Dans notre mémoire de maîtrise (Fournier, 2015 ; Fournier et al., 2019), nous avons recensé, décrit et catégorisé les stratégies liées à l’apprentissage du solfège. Pour y parvenir, nous avons réuni des sources documentaires variées (5 études scientifiques, 2 écrits professionnels, 2 méthodes pédagogiques) et réalisé des entrevues auprès de 4 étudiants en musique et de 2 enseignants de formation auditive. En réalisant une analyse de contenu thématique à codage ouvert dans l’ensemble du corpus, nous avons établi une liste de 72 stratégies relatives à l’apprentissage du solfège et les avons regroupées en principaux thèmes : les stratégies liées aux mécanismes de lecture (décodage ; construction des modèles schématiques ; confirmation et intégration), les stratégies liées à l’exécution d’une lecture mélodique (préparation ; performance), les stratégies d’acquisition des habiletés (enrichissement du vocabulaire musical ; association symbolique ; intériorisation ; techniques de répétition) et les stratégies de soutien à l’apprentissage (autorégulation ; gestion du temps ; attention ; stress ; motivation). Cette recherche nous a permis de dresser un premier inventaire des stratégies liées au solfège. Les descriptions qui les accompagnent et le classement proposé permettent une certaine utilisation pédagogique, mais plusieurs éléments importants restent à étudier. D’abord, la liste des stratégies n’a pas encore été l’objet d’une validation et il est probable que certains items doivent être encore précisés. En effet, certaines thématiques, notamment celles liées au stress et à la motivation, avaient soulevé un intérêt chez plusieurs étudiants, mais nous avions trouvé que très peu de stratégies à inclure dans notre inventaire. Ensuite, la catégorisation proposée pour classer les différentes stratégies n’a pas été validée empiriquement. Les stratégies regroupées au sein des mêmes sous-catégories partagent-elles véritablement des liens entre elles ? Par ailleurs, notre mémoire de maîtrise n’a pas permis d’explorer l’utilisation véritable des stratégies chez les étudiants en musique, notamment pour comprendre comment elles s’organisent chez les individus, pour explorer les liens entre ces stratégies et diverses caractéristiques individuelles, et pour en mesurer les effets sur la réussite en lecture à vue chantée.
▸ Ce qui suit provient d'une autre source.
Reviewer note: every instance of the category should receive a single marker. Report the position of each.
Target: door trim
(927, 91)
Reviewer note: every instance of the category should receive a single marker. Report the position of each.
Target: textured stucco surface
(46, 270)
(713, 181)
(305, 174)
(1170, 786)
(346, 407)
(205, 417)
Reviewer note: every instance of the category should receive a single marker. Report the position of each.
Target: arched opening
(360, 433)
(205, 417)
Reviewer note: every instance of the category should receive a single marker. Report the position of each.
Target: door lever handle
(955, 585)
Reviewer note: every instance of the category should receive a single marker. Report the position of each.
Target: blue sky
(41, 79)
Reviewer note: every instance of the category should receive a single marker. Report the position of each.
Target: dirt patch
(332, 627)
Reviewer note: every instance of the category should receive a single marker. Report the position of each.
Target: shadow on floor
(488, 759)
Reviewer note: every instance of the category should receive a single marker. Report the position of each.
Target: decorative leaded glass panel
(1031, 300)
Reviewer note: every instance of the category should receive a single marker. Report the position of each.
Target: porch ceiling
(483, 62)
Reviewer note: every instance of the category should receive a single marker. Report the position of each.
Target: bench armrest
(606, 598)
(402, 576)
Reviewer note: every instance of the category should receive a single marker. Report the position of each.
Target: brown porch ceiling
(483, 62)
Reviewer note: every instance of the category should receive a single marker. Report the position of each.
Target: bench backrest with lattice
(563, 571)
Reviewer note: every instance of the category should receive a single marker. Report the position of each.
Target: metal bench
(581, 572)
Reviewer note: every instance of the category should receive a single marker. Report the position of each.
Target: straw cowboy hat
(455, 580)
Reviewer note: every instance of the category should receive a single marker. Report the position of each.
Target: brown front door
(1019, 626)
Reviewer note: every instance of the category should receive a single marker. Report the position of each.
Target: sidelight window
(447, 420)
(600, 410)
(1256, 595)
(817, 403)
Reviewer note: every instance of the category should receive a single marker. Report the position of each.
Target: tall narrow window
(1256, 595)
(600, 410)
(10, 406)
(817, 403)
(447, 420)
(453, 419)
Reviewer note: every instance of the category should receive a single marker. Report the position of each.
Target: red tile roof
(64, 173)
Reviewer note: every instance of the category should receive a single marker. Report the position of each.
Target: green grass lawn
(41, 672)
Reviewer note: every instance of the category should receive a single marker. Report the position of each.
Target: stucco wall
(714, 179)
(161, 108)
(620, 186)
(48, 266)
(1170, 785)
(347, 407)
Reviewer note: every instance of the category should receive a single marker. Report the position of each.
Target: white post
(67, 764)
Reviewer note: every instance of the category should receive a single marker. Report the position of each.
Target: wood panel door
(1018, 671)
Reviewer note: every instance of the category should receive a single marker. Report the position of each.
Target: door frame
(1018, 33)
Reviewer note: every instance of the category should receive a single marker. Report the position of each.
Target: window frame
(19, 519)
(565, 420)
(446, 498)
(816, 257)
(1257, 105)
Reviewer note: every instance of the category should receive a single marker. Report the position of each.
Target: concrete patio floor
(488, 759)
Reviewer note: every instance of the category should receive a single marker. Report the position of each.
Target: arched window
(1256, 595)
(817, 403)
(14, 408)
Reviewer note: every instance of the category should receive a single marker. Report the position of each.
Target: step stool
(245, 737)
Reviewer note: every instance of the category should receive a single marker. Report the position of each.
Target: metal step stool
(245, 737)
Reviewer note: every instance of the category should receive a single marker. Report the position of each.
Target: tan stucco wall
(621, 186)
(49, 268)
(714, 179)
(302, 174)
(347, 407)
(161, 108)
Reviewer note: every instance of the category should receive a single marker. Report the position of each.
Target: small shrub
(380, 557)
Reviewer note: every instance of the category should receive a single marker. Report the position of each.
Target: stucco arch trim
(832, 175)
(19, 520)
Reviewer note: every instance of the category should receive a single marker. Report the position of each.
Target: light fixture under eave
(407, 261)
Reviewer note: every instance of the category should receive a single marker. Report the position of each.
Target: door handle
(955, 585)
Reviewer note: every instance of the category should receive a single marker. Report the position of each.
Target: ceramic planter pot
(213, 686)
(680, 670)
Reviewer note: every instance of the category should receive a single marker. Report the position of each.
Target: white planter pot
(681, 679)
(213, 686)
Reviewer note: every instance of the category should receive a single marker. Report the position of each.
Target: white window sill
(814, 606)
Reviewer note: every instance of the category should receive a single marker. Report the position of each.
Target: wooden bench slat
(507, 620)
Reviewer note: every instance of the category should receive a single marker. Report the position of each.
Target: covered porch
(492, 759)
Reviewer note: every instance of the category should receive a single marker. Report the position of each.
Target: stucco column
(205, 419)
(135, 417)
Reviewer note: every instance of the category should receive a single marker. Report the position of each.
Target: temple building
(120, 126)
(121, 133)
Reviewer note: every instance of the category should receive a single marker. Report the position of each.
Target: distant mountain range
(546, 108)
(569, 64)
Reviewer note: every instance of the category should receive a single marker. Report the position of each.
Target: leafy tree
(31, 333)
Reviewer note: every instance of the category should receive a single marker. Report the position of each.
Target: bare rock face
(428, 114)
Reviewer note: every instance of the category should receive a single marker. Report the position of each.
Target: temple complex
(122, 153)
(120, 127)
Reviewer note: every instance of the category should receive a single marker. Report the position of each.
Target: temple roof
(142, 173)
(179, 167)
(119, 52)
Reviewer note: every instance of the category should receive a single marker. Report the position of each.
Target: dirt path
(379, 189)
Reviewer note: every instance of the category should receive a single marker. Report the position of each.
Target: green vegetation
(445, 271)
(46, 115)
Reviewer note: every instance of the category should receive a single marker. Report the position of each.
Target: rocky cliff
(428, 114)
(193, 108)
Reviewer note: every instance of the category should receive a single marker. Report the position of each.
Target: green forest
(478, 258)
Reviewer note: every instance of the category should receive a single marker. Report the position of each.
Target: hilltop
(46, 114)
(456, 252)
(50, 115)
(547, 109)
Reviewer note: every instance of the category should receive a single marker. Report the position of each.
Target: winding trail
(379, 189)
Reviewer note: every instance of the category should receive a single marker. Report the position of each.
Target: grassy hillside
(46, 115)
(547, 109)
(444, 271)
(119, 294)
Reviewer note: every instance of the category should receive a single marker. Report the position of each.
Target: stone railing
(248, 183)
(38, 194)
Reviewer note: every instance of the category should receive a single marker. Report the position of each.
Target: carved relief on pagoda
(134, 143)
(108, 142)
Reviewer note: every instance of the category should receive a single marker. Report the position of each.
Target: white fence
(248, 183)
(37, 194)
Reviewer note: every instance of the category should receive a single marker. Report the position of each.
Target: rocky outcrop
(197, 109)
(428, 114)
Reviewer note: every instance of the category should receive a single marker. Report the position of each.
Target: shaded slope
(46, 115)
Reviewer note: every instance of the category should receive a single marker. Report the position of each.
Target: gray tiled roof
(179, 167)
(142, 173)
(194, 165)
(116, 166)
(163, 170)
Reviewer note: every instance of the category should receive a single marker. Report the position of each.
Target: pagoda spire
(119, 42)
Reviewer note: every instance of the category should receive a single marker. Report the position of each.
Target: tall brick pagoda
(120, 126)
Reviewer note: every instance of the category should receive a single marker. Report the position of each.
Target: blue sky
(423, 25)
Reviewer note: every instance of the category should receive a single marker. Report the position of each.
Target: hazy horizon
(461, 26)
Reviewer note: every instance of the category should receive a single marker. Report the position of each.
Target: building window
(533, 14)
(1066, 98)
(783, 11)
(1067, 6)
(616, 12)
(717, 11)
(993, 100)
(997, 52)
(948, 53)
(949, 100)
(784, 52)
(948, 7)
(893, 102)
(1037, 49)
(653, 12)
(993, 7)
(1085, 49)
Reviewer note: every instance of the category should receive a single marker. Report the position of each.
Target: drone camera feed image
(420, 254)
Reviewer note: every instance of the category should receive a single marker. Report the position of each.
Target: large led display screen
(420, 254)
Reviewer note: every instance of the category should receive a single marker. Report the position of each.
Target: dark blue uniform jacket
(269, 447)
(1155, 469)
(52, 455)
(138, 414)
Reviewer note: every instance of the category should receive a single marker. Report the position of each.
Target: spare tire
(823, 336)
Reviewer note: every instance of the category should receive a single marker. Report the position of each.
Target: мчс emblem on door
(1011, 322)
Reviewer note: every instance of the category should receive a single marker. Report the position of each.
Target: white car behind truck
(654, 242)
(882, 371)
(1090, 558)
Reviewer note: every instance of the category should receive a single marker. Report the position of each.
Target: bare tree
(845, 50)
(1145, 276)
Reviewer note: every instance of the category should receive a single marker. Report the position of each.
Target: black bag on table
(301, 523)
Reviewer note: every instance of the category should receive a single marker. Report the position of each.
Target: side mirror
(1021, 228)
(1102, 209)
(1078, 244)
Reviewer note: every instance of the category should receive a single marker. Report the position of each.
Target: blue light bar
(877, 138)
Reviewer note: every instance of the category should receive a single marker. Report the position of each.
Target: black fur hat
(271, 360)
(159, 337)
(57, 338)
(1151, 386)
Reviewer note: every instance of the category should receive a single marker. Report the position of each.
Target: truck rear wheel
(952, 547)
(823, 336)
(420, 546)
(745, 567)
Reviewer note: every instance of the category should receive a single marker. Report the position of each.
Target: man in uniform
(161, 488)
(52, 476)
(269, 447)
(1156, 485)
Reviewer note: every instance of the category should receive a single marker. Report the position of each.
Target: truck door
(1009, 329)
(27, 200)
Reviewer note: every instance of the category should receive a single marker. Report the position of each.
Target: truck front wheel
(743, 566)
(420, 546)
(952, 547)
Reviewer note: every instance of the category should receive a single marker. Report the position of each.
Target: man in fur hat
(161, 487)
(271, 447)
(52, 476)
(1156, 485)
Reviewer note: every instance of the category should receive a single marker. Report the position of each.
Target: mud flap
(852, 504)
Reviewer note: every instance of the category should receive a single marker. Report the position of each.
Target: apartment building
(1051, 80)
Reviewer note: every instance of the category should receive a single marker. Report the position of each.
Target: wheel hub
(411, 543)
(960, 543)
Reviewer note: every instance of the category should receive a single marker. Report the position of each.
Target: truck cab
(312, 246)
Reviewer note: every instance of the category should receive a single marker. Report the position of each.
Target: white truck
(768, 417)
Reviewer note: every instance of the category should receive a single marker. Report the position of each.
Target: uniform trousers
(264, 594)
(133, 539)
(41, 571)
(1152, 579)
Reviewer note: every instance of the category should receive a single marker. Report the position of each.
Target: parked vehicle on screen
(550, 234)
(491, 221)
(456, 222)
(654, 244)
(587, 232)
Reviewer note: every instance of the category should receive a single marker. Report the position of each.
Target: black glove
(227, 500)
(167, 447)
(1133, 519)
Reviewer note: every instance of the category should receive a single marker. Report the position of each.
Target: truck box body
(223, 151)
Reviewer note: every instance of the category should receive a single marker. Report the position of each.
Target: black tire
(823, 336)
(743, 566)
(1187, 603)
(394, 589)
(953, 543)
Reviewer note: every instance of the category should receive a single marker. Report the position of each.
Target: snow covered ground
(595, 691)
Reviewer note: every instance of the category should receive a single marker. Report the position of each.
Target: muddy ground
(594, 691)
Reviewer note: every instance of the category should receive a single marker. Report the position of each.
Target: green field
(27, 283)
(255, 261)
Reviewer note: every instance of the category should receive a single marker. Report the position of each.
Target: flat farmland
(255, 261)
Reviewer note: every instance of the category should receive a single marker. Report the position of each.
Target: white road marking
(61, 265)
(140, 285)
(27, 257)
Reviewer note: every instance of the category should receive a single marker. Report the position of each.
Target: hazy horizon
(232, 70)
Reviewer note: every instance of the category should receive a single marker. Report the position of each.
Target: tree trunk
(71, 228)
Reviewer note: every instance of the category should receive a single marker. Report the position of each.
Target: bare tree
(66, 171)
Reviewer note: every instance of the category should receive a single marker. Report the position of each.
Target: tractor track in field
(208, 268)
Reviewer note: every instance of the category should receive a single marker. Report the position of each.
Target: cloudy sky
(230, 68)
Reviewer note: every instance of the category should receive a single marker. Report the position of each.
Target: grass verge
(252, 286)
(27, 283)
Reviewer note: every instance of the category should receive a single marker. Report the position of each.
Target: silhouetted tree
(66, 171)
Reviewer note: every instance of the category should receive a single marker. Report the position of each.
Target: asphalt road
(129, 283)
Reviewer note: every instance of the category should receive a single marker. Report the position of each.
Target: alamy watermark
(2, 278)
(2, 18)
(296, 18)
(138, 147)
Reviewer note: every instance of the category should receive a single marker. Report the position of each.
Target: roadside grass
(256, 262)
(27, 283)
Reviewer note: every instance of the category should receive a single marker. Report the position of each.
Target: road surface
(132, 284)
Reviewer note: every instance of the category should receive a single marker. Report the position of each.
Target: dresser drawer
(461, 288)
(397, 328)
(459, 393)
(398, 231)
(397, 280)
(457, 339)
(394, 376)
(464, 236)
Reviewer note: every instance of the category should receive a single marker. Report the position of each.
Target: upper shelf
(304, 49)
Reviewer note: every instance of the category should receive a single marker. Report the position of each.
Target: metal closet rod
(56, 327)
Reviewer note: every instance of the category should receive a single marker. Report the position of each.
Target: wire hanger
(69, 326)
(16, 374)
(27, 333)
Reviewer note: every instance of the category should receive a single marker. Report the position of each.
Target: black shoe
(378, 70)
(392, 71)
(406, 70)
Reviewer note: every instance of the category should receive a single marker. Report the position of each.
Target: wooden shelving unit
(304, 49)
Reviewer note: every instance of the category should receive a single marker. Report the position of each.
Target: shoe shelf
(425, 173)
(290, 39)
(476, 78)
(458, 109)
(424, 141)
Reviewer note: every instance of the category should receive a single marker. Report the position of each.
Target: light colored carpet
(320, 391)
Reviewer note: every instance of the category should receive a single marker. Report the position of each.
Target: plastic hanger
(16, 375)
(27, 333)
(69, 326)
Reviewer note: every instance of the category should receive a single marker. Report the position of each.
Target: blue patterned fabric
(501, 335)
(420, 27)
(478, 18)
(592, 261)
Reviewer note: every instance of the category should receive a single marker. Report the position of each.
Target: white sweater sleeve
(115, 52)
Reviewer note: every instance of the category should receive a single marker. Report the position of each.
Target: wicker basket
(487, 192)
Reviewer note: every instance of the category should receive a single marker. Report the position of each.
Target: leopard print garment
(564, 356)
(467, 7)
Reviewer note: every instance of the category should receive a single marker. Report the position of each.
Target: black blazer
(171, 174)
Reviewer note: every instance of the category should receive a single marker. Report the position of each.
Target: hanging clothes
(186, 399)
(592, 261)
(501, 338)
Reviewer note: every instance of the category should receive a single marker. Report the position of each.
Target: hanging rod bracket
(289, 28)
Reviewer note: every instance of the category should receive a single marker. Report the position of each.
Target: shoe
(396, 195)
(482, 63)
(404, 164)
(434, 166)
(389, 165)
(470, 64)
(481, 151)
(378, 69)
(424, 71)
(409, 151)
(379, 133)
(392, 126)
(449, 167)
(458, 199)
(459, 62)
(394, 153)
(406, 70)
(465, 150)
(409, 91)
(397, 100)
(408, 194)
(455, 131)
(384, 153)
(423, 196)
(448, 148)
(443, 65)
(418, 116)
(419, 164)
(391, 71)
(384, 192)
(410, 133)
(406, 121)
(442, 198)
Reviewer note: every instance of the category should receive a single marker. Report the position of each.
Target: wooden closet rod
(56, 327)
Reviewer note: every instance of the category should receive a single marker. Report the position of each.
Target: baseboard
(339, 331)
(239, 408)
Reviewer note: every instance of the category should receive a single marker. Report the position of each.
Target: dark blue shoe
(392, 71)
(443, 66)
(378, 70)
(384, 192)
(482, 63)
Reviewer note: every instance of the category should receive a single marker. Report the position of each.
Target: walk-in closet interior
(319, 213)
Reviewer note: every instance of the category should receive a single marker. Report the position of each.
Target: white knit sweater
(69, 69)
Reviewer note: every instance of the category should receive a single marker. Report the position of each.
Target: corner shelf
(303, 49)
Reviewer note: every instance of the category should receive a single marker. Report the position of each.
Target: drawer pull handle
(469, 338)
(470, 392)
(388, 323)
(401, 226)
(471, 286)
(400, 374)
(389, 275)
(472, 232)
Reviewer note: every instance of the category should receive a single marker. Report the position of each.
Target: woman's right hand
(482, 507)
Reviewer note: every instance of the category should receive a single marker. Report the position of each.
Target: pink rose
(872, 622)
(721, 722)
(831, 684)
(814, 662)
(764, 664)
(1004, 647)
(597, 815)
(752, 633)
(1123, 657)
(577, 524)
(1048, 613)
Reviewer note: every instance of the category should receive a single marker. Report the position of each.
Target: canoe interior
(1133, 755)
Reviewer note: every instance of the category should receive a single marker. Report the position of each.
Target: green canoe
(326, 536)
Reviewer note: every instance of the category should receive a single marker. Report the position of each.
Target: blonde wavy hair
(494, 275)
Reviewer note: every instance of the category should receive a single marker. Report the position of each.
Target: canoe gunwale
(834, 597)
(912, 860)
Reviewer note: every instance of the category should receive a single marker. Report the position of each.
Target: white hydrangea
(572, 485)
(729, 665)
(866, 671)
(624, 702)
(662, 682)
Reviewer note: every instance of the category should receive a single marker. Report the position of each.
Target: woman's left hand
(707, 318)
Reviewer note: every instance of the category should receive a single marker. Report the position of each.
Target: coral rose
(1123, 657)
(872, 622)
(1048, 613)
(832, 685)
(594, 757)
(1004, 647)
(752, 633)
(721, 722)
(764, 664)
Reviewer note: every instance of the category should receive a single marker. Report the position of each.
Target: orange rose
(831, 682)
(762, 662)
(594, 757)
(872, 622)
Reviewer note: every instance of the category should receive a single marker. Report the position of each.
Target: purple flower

Enfin, Carlson (2016) constitue la plus récente étude à s’être intéressée aux stratégies employées pour chanter à vue, dans le contexte des répétitions de chorale. Quarante-huit choristes professionnels et chefs de chœur ont été recrutés pour participer à un groupe de discussion d’une durée de 60 à 90 minutes. Parmi les questions posées, on leur a demandé de décrire les techniques qu’ils employaient pour lire la musique durant les répétitions. Pour trouver leurs notes, les choristes réfléchissaient principalement aux intervalles et à l’harmonie. Pour éviter de refaire les

mêmes erreurs, ils avaient aussi l’habitude d’annoter leurs partitions, notamment en indiquant le nom des intervalles, le nom des notes et les temps de la mesure. Les choristes recherchaient aussi des repères dans les autres voix et utilisaient le contexte musical pour anticiper la suite des mélodies. Lors d’une audition, ils restaient à l’affût des notes de références et s’efforçaient de garder une attitude positive.

Synthèse

Les recherches sur les stratégies que nous venons de présenter demeurent fragmentaires. Si nous connaissons un peu mieux la diversité des stratégies pouvant être employées pour chanter à première vue une mélodie inconnue (Carlson, 2016 ; Fournier, 2015 ; Fournier et al., 2019 ; Thompson, 2003 ; Thompson, 2004), nous en savons encore très peu sur leur utilisation réelle, leur contexte d’acquisition et leur rôle dans la réussite. Une seule étude a exploré ces associations et elle comprend de sérieuses limites (Vujović et Bogunović, 2012). Notamment, l’absence de mesure objective de la lecture à vue chantée.